Ali eyed the shed warily. “She really was a witch.”
Grace shook her head. “No. Not a witch, a magician. She used to make magic potions. She told me that one day they would be mine and that I’d know what to do with them.”
They reached the bottom of the garden and a large heavy wooden door, the only thing that stood between her and the contents of the shed she hadn't thought about in twenty years.
She wasn't sure she wanted to think about them now, but her sister had no such qualms.
Ali had tested the knob on the door. “It's locked.”
Grace's gaze narrowed. The garden was overgrown, and the shed totally hidden, but there was a brand spanking new deadlock on the door.
“At the will reading, did the solicitor give us any keys?”
“Pom would be the one who knows that. I nodded off at about page three of the reading.”
Grace knew what she meant. She had trouble concentrating on the legalese herself. It was only when Pom explained she’d inherited their grandmother's worldly possessions she'd been interested.
Because of her mother’s stories, she knew she wasn’t going to be rich but maybe she could turn the farmhouse into an Air B&B and create a bit of income.
Was that too much to ask?
Pom soon dissuaded them of that notion. “The will stated you’ve got a live here and pay down the debt or it goes to the caretaker.”
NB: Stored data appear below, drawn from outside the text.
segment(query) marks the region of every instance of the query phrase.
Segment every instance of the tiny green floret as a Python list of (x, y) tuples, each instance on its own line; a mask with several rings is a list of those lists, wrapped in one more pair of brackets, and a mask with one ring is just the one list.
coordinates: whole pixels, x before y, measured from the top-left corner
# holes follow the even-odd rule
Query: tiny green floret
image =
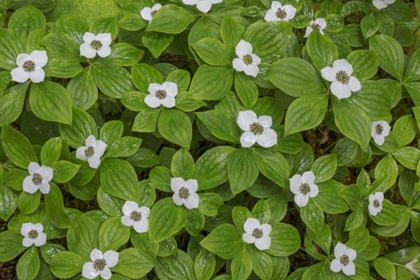
[(340, 70), (337, 72), (335, 78), (342, 84), (348, 84), (350, 81), (350, 76), (347, 74), (346, 71)]
[(92, 47), (92, 49), (97, 51), (102, 48), (102, 43), (99, 40), (92, 40), (92, 42), (90, 42), (90, 46)]
[(259, 228), (254, 228), (254, 230), (252, 231), (252, 236), (254, 236), (255, 238), (261, 238), (263, 237), (263, 231)]
[(34, 173), (34, 175), (32, 176), (32, 182), (35, 185), (40, 185), (42, 183), (42, 176), (39, 173)]
[(105, 259), (96, 259), (93, 262), (93, 268), (96, 271), (102, 271), (102, 270), (105, 269), (105, 267), (106, 267), (106, 261), (105, 261)]
[(179, 190), (179, 197), (183, 199), (187, 199), (190, 196), (190, 191), (186, 187), (182, 187)]
[(299, 188), (300, 192), (303, 194), (307, 194), (311, 191), (311, 187), (308, 184), (302, 184)]
[(264, 132), (264, 128), (259, 123), (253, 123), (249, 126), (249, 130), (255, 135), (261, 135)]
[(243, 60), (246, 65), (252, 64), (252, 56), (249, 54), (244, 55)]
Grace and Ali looked at her, aghast.
“Debt,” Al squeaked.
“Caretaker?” Grace said.
Had they fallen into a Victorian novel.
Was some old bloke about to steal their inheritance?
If Grace had thought their mother would explain the mystery of her grandmother's strange will then she had another thing coming.
Mum had laughed and said, “I told you the old bitch was crazy.” Then proceeded to buy a dozen bottles of French champagne to celebrate her mother's demise and the inheritance that she didn't have to deal with. “Good riddance,” she said. “To bad memories.”
Nothing Grace could say would induce their mother to speak another word.
Pom was inclined to agree with her. “We don't need to take on some crazy old lady’s debts. Leave it to the caretaker. Let it be his problem.”
But something in Grace was stubborn. Granny Belle was their namesake. And Grace was proud of their name. There was something that made her want to see their inheritance before they let it go.
“I told you that you were chasing a pipe dream.” Pom appeared from around the side of the house, voicing what Grace was already thinking.
Grace finally gave in to the inevitable. “Looks like you're right, Sis. Coming up here was a wild goose chase and if anyone should know the futility of wild goose chases it's me. Let's get out of here.”
If she'd been holding onto some faint romantic dream that Granny Belle was the missing part of her then she was as foolish as her mother had told she was.
Fairies at the bottom of the garden weren't real and Grace might as well get used to it.